Quality of Julia code and speed - is this stressed enough?

Quoting @jeff.bezanson’s answer from Julia vs R vs Python - #90 by jeff.bezanson :

This is an interesting point, and I agree with it — I like to think Julia has many selling points, and we should trumpet all of them. However, in practice, it is very hard to get anybody to adopt a new language. Performance is one of the few or only things that gets people’s attention. The other big thing, of course, is library support, but any new language will always have fewer libraries than existing languages, so that can’t be an initial reason to adopt a new language.

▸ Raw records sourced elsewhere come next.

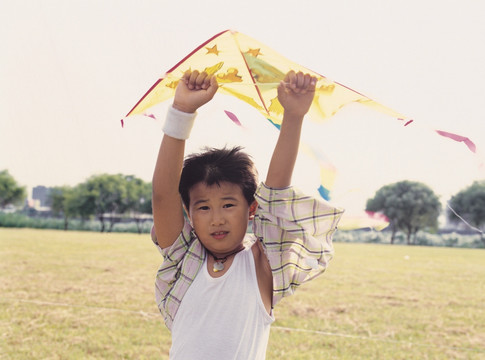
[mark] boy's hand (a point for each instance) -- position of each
(296, 93)
(194, 90)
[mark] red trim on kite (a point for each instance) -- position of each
(144, 96)
(233, 117)
(196, 49)
(173, 68)
(252, 77)
(459, 138)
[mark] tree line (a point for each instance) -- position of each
(409, 206)
(105, 197)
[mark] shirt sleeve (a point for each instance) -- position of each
(181, 262)
(296, 231)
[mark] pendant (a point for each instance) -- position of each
(218, 266)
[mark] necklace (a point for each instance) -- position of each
(219, 262)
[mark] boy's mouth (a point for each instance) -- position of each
(218, 235)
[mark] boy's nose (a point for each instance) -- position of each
(217, 219)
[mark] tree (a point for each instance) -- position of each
(410, 207)
(470, 205)
(104, 194)
(10, 191)
(62, 201)
(138, 199)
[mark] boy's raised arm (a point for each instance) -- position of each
(295, 94)
(194, 90)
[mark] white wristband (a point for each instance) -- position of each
(178, 124)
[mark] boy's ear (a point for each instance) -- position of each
(252, 209)
(187, 214)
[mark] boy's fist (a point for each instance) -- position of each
(296, 93)
(194, 90)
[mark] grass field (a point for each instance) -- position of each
(74, 295)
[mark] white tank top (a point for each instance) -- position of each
(222, 318)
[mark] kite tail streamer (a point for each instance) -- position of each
(463, 220)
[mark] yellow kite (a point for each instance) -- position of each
(251, 71)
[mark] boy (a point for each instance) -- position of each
(216, 289)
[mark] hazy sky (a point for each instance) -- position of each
(70, 70)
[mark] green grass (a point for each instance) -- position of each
(85, 295)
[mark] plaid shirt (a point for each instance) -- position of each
(296, 232)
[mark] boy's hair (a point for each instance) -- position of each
(214, 166)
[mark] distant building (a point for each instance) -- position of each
(40, 195)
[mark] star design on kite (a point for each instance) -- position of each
(254, 52)
(212, 50)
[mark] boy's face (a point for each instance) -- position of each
(219, 215)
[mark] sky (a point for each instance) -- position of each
(70, 70)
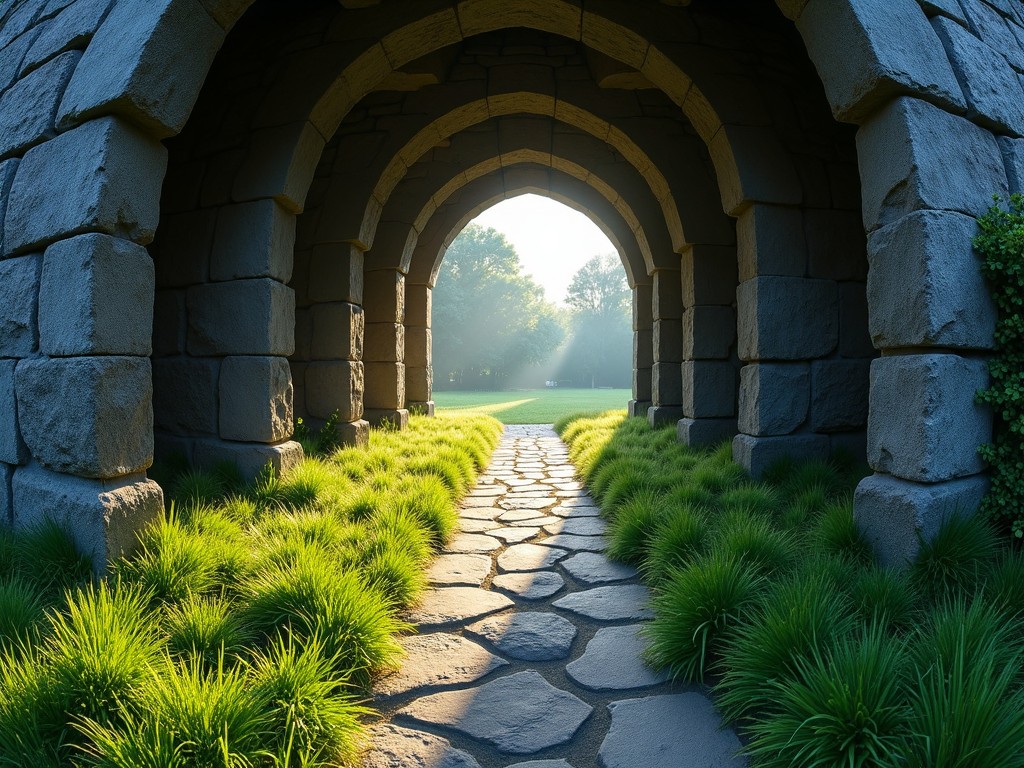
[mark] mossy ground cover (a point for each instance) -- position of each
(248, 627)
(766, 592)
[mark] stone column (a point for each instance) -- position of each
(384, 350)
(419, 371)
(667, 305)
(709, 369)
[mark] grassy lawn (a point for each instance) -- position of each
(532, 406)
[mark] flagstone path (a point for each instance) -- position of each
(527, 653)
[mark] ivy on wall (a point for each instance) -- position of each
(1000, 244)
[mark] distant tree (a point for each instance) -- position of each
(489, 321)
(600, 345)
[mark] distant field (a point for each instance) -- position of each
(532, 406)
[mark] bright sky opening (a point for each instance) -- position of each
(552, 240)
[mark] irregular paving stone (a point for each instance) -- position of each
(455, 604)
(473, 543)
(529, 557)
(437, 659)
(579, 526)
(401, 748)
(648, 732)
(609, 603)
(513, 535)
(519, 714)
(576, 543)
(456, 569)
(530, 586)
(535, 636)
(595, 568)
(611, 662)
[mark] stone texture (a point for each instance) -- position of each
(90, 417)
(925, 424)
(591, 567)
(646, 732)
(612, 662)
(104, 176)
(401, 748)
(535, 636)
(529, 586)
(609, 603)
(435, 660)
(459, 569)
(773, 397)
(925, 287)
(96, 297)
(456, 604)
(520, 714)
(895, 515)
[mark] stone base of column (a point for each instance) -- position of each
(896, 515)
(389, 418)
(638, 408)
(421, 409)
(701, 432)
(102, 516)
(757, 455)
(659, 416)
(250, 458)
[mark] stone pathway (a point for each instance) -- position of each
(527, 654)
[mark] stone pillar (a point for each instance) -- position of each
(709, 369)
(643, 350)
(667, 306)
(384, 349)
(419, 372)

Anyway, try convincing somebody that language X has a nicer syntax or is easier to use than language Y. They won’t believe you, and even if they do it’s not really compelling enough to go through the difficulty of switching. Or try the default pitch of most research languages, which is that they will catch more errors at compile time. Well, it’s quite evident that a large percentage of programmers simply don’t care about that. But if you can take something that runs overnight and make it run in a minute, you have a real painkiller. If somebody doesn’t have any code that takes a while to run, getting them to switch languages might be impossible.

Performance is actually special. It’s not just another feature. All languages are Turing-complete so you can write anything in any of them. Performance is one of the only meaningful ways you can hit a wall with a language and not be able to do something.